In addition to predicting the benefit of adjuvant chemotherapy in patients with early breast cancer, the 70-gene MammaPrint test also predicts who benefits from extended endocrine therapy, results from the IDEAL and NSABP-B42 trials showed.
Previously, the MINDACT study (NCT00433589) showed that the 70-gene MammaPrint test is able to predict the benefit of adjuvant chemotherapy in patients with early breast cancer [1,2]. ER-positive patients with a MammaPrint low-risk score do not benefit from adjuvant chemotherapy and are thus preferably treated with an extended endocrine therapy. However, some low-risk patients may be more likely to derive benefits from extended endocrine therapy than others, depending on their risk of late recurrence. Therefore, genomic classifiers that predict the risks of late recurrence may assist with treatment decisions.
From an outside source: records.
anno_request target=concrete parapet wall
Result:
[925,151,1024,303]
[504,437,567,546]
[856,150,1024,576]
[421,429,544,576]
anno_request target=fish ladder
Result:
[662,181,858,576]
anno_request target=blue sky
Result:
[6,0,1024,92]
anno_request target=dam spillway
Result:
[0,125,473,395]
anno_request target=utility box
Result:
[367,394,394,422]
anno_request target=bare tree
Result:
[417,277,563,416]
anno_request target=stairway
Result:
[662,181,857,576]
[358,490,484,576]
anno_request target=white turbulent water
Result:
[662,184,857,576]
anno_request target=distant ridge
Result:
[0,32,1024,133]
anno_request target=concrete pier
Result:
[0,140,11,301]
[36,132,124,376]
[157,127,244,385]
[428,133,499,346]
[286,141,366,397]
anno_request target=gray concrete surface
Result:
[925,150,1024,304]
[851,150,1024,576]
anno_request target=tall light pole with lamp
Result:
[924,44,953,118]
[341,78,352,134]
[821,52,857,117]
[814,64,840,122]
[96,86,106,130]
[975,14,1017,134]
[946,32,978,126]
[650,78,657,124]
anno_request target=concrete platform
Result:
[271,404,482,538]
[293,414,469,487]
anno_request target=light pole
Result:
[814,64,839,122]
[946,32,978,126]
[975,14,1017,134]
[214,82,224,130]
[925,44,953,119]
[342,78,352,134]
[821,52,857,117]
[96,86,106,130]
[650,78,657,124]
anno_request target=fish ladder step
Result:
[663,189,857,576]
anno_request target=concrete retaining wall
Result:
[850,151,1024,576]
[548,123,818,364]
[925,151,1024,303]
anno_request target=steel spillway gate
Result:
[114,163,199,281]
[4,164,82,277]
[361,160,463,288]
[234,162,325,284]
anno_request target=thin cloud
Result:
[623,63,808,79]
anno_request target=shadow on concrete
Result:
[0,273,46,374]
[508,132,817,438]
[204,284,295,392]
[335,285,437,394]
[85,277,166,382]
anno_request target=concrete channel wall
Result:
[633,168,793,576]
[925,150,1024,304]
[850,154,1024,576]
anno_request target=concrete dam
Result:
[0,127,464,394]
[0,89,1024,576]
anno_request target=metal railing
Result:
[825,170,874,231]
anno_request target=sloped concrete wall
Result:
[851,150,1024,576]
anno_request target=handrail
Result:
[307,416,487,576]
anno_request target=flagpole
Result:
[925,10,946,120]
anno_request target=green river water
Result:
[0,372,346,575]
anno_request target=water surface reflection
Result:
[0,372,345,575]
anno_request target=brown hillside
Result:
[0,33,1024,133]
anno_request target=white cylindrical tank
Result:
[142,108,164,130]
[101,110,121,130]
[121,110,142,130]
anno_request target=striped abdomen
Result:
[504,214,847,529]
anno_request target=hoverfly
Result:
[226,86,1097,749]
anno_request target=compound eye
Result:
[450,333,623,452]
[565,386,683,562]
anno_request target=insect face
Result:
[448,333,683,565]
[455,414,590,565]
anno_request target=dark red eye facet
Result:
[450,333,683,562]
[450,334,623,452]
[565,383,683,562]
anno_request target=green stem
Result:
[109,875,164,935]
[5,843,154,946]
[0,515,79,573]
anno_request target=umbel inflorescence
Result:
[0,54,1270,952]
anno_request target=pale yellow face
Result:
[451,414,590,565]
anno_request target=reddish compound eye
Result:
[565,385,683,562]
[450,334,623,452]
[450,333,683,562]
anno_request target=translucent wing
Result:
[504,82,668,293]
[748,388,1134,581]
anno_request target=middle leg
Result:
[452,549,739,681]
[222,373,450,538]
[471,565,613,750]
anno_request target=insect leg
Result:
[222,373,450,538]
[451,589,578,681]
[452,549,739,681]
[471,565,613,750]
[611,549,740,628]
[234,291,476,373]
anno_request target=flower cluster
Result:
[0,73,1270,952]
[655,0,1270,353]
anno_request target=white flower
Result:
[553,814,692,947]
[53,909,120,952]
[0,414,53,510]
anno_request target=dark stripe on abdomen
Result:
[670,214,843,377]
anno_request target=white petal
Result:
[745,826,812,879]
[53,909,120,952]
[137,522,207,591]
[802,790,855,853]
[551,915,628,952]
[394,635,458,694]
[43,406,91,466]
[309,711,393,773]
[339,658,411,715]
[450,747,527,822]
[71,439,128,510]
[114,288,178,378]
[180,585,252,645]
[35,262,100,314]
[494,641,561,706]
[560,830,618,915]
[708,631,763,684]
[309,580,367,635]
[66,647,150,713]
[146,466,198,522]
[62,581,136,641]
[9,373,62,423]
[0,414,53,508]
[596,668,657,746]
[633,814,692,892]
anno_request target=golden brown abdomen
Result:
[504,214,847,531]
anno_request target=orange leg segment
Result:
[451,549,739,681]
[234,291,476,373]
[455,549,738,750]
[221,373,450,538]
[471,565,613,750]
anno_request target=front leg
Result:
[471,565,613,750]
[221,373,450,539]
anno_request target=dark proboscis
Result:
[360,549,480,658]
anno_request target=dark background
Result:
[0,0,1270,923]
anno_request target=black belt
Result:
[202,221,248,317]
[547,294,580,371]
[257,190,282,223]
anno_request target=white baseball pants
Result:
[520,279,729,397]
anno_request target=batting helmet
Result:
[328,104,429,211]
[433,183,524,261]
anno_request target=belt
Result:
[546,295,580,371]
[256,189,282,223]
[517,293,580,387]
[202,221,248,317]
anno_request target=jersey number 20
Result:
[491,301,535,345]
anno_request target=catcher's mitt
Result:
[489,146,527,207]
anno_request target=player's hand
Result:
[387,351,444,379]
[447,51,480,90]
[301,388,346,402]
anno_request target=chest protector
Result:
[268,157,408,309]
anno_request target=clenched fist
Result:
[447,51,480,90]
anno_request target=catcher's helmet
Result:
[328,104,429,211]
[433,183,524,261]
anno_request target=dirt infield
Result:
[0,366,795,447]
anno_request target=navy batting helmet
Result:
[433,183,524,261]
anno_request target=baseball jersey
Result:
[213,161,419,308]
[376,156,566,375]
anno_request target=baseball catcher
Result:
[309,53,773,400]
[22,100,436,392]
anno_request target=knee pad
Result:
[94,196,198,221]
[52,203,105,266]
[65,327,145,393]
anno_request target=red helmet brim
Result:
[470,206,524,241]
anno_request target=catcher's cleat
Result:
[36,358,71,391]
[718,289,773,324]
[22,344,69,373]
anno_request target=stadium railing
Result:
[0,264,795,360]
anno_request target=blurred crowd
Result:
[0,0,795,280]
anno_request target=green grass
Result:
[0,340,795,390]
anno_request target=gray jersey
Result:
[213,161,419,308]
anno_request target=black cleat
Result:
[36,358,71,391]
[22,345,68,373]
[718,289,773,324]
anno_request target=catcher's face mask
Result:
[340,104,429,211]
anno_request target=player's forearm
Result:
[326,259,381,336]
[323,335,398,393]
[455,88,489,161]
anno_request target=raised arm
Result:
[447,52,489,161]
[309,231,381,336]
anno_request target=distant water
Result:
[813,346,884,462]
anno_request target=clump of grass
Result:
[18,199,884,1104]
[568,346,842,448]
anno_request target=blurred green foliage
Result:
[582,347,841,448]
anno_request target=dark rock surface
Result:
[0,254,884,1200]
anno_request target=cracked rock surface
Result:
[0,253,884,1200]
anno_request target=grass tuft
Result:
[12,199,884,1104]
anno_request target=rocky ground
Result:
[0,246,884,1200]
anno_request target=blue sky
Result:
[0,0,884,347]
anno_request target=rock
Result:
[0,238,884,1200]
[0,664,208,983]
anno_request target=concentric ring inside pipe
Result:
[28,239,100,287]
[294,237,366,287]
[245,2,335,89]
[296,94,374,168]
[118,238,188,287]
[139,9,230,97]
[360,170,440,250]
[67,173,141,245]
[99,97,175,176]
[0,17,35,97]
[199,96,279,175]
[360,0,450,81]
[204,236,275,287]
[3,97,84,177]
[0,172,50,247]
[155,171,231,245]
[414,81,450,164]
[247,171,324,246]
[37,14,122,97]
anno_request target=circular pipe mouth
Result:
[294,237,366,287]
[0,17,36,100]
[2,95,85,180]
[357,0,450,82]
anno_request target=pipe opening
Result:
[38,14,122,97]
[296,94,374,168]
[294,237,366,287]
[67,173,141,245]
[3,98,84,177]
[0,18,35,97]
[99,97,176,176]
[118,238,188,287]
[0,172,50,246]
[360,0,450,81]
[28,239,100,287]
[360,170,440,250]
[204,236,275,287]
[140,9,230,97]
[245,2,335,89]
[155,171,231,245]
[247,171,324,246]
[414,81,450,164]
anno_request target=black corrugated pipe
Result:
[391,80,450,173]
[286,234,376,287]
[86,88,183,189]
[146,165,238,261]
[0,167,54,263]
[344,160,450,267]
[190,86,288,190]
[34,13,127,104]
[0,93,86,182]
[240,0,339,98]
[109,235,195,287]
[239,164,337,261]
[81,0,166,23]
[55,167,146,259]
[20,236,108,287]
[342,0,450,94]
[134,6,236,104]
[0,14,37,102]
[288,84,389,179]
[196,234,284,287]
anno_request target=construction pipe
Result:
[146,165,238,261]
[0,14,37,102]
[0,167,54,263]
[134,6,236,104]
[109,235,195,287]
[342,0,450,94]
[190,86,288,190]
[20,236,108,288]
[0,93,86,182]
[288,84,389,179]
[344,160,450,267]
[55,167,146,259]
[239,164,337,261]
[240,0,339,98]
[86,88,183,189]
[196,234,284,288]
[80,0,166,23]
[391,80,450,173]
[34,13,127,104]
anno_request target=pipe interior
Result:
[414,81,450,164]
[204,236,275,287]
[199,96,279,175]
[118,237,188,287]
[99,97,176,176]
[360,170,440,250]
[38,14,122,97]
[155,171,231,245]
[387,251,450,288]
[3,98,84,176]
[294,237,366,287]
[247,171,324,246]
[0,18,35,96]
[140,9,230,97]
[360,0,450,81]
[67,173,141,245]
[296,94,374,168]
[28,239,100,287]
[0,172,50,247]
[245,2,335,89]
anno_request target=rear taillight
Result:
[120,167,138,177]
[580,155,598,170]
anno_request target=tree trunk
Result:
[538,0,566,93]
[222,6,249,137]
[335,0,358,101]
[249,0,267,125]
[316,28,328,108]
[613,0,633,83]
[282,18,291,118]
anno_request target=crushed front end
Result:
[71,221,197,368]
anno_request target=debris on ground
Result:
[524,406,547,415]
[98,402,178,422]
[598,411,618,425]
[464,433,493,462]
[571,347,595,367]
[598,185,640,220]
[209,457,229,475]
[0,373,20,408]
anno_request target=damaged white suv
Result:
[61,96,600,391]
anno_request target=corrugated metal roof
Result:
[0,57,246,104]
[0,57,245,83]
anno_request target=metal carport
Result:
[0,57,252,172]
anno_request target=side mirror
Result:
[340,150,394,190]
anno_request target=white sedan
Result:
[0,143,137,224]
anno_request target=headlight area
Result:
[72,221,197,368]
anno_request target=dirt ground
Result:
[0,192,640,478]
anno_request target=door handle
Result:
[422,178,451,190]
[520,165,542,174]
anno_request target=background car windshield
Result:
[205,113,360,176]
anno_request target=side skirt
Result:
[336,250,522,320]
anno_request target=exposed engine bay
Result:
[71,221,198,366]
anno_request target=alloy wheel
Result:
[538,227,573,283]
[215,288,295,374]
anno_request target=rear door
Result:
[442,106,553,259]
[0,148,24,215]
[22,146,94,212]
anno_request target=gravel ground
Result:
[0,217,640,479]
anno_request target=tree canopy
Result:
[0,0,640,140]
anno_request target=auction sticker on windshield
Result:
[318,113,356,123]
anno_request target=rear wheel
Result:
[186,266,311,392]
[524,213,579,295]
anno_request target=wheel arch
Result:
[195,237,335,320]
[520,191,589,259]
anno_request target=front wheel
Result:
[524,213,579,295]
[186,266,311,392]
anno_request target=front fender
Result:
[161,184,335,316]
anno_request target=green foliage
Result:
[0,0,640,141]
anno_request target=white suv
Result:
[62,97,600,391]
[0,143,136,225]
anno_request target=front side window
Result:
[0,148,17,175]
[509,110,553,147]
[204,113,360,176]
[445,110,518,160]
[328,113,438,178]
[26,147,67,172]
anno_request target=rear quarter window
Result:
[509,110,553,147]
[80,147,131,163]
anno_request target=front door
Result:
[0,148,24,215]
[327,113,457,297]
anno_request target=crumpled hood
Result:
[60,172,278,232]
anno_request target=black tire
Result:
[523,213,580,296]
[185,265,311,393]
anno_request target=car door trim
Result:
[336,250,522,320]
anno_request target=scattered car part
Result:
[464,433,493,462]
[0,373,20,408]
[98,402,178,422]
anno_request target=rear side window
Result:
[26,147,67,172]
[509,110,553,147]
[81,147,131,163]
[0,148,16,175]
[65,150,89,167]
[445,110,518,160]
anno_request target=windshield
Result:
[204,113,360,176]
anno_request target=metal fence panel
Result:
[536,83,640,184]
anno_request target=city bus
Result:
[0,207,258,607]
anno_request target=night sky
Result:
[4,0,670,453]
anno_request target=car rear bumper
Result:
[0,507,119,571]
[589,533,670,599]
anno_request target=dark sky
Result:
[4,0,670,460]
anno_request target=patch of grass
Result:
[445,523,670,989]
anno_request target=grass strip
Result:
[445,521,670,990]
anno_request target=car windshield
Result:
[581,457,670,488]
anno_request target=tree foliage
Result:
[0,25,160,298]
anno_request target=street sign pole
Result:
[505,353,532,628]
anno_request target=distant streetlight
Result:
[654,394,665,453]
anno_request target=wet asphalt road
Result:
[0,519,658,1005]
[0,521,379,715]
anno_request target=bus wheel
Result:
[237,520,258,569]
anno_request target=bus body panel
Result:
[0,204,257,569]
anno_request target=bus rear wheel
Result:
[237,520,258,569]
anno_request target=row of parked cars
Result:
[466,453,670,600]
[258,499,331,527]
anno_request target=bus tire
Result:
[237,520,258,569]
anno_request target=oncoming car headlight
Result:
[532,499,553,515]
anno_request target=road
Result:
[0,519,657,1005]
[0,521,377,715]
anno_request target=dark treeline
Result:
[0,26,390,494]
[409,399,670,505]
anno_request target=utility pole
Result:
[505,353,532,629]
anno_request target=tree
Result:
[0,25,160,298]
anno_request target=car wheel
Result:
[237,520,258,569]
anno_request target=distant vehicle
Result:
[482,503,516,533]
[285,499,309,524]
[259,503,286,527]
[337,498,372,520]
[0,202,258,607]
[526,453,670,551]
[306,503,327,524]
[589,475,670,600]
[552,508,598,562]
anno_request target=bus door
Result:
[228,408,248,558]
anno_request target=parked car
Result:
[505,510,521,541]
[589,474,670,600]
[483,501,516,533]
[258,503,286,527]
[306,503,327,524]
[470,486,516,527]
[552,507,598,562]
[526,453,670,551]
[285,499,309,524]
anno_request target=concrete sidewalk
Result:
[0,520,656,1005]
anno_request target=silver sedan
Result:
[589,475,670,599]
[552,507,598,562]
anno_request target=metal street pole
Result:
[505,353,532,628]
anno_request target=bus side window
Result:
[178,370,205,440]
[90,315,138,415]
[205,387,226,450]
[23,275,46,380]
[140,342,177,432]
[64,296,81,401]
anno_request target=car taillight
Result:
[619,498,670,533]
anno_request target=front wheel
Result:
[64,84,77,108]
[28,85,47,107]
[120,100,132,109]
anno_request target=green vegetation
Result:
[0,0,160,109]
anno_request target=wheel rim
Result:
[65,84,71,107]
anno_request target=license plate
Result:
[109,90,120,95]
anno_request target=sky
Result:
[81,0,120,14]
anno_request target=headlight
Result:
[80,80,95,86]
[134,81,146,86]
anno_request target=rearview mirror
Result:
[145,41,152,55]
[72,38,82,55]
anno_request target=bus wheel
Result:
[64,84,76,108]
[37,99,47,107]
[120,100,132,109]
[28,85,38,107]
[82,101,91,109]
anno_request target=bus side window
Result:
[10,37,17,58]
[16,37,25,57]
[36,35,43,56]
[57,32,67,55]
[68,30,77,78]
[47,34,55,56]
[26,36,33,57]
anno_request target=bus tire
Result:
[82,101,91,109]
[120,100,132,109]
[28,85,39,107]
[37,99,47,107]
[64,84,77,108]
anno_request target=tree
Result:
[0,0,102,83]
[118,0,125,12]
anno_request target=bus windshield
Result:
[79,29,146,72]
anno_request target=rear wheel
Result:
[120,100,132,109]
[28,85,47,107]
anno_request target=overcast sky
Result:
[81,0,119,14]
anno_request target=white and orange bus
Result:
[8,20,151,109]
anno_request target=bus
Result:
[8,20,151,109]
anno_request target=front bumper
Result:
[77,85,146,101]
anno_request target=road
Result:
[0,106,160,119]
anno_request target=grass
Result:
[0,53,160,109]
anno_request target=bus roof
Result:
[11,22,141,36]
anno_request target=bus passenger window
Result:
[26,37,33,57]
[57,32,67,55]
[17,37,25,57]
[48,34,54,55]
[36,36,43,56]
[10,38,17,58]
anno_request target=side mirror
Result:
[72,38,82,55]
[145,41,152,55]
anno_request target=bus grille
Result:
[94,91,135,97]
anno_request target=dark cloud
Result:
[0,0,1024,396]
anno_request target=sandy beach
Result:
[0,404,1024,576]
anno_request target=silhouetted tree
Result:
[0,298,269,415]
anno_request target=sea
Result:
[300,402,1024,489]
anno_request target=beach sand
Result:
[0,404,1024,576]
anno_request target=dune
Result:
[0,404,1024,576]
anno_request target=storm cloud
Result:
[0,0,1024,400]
In the NSABP-B42 trail (NCT00382070), which compared 5 years of adjuvant letrozole with 10 years of letrozole, only patients with a MammaPrint ‘low but not ultralow’ score had a benefit of 10 years over 5 years of endocrine therapy . To confirm these findings, data from the IDEAL trial (Eudra-CT 2006-003958-16) was analysed. In this trial, no superiority of 5 over 2.5 years (after the first 5 years) of endocrine therapy was observed . Recently, a subgroup analysis was performed based on MammaPrint risk scores. Dr Laura van ‘t Veer (UCLA, CA, USA) presented the results .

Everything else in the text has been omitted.